Plus troublant encore, Hiromi et ses amies ne semblent avoir aucun problème à se vendre à de parfaits inconnus, pour acquérir des biens matériels. Et les clients ne semblent avoir eux aussi aucun problème à s'attaquer aux lycéennes et à abuser de jeunes filles de 16 ans... C'est donc le tableau inquiétant d'une société japonaise livrée au matérialisme effréné et à l'immoralité que Murakami fait dans Love & pop.

Toutefois, ce qui fait de Love & Pop un roman particulier dans l'oeuvre de l'auteur est le fait que celui semble vouloir donner quelques sources d'espoir au lecteur. D'habitude le romancier dresse juste un tableau sombre de la société japonaise et laisse un personnage principal e naguère si ce n'est détruit. Ce n'est pas le cas dans Love & pop. En effet, même si on est navré de voir cette bécasse d'Hiromi sombrer dans les joies de l'hyperconsommation, avoir la bêtise d'accepter des rendez vous dangereux et glauques avec des inconnus pour s'acheter une bague puis finalement subir fort logiquement des attouchements sexuels et des violences, le dialogue qu'elle a à la fin de ce roman avec un personnage ainsi que ses réflexions semblent lui dessiller les yeux sur la bêtise de son comportement : même si elle ne comprend pas tout, elle parvient à la vérité salutaire que les plaisirs matériels ne doivent pas être assouvis au mépris de son bien être personnel.
NB : je tiens à mettre en garde ceux qui me lisent : il s'agit là uniquement d'une interprétation personnelle de ma part.

Toutefois, ce qui m'a déçu dans ce roman, c'est sa pauvreté stylistique. On ne trouve ici dans ce roman rien des atmosphères qui mettent d'habitude si mal à l'aise le lecteur, avec un mélange de violence et de psychologie. Pas trace non plus des digressions incongrues et si intéressantes des personnages. Peut être pour accentuer leur côté niais, Murakami ne semble pas avoir aussi bien que d'habitude construit ses personnages principaux. Quant un personnages secondaires, ils font un peu lisses...
La seule chose intéressante de ce roman est le fait que parfois l'action s'interrompt, remplacée par un flot de paroles, messages téléphoniques et publicités.
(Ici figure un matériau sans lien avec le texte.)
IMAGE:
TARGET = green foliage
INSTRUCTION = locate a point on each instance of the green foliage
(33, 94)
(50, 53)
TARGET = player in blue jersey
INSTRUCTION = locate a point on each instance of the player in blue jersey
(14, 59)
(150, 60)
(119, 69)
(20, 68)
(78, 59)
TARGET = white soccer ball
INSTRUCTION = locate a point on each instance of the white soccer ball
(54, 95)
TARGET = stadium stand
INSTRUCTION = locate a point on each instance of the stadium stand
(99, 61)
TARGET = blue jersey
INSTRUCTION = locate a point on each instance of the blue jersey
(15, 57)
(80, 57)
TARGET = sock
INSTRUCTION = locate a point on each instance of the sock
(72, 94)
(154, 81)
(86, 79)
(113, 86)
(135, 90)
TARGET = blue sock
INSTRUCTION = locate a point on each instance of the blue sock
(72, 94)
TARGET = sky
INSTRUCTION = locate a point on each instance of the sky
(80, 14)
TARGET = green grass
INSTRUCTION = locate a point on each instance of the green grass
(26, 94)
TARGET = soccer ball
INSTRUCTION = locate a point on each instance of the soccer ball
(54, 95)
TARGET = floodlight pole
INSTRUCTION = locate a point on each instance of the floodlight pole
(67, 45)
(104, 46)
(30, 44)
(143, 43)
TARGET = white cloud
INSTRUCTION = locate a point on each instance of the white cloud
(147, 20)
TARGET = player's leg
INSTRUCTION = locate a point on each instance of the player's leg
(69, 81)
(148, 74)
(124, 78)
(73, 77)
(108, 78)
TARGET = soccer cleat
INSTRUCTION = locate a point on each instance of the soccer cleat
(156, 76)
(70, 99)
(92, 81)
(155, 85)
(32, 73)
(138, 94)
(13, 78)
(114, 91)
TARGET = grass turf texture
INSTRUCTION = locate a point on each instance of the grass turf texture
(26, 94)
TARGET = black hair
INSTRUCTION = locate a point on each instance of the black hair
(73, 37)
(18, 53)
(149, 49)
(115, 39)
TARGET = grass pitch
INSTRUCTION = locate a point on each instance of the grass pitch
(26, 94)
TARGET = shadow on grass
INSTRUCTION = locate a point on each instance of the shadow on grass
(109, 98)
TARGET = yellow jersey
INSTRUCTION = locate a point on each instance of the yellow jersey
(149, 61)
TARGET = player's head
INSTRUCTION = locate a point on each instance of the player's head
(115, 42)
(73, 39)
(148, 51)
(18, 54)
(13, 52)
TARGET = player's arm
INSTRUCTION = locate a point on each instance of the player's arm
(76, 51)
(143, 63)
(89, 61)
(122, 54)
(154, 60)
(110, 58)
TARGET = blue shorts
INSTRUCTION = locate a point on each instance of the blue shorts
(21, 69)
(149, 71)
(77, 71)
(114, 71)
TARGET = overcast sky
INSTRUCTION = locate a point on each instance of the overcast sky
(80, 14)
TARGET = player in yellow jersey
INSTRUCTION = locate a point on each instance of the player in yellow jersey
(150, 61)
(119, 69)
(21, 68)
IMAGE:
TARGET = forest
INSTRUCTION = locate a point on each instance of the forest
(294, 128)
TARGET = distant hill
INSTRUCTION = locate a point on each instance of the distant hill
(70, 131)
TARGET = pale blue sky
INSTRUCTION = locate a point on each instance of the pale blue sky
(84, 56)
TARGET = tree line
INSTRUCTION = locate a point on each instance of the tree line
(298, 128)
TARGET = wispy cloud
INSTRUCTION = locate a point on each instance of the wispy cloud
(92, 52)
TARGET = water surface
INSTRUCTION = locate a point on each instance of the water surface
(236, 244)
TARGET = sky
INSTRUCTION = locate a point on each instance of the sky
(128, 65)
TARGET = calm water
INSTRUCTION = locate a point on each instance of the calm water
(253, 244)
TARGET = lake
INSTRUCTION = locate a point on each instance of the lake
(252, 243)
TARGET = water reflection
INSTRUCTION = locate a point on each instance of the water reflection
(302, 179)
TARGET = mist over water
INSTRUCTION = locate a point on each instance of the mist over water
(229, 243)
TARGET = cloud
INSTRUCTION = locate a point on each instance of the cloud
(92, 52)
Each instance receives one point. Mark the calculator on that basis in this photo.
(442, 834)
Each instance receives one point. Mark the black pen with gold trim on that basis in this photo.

Cela est intéressant dans la mesure ou le lecteur en ressent une impression d'étouffement qui illustre la pesanteur de ce Japon de la surconsommation. Mais lire dix pages de messages téléphoniques peut être un peu lassant...

Un roman de l'auteur en demi teinte, qui si il aborde un aspect du Japon intéressant et méconnu et dénonce de manière efficace les problèmes de la société japonaise, ne parvient pas à garder un rythme soutenu tout au long du livre. Au final, un Murakami Ryû plaisant, sans plus.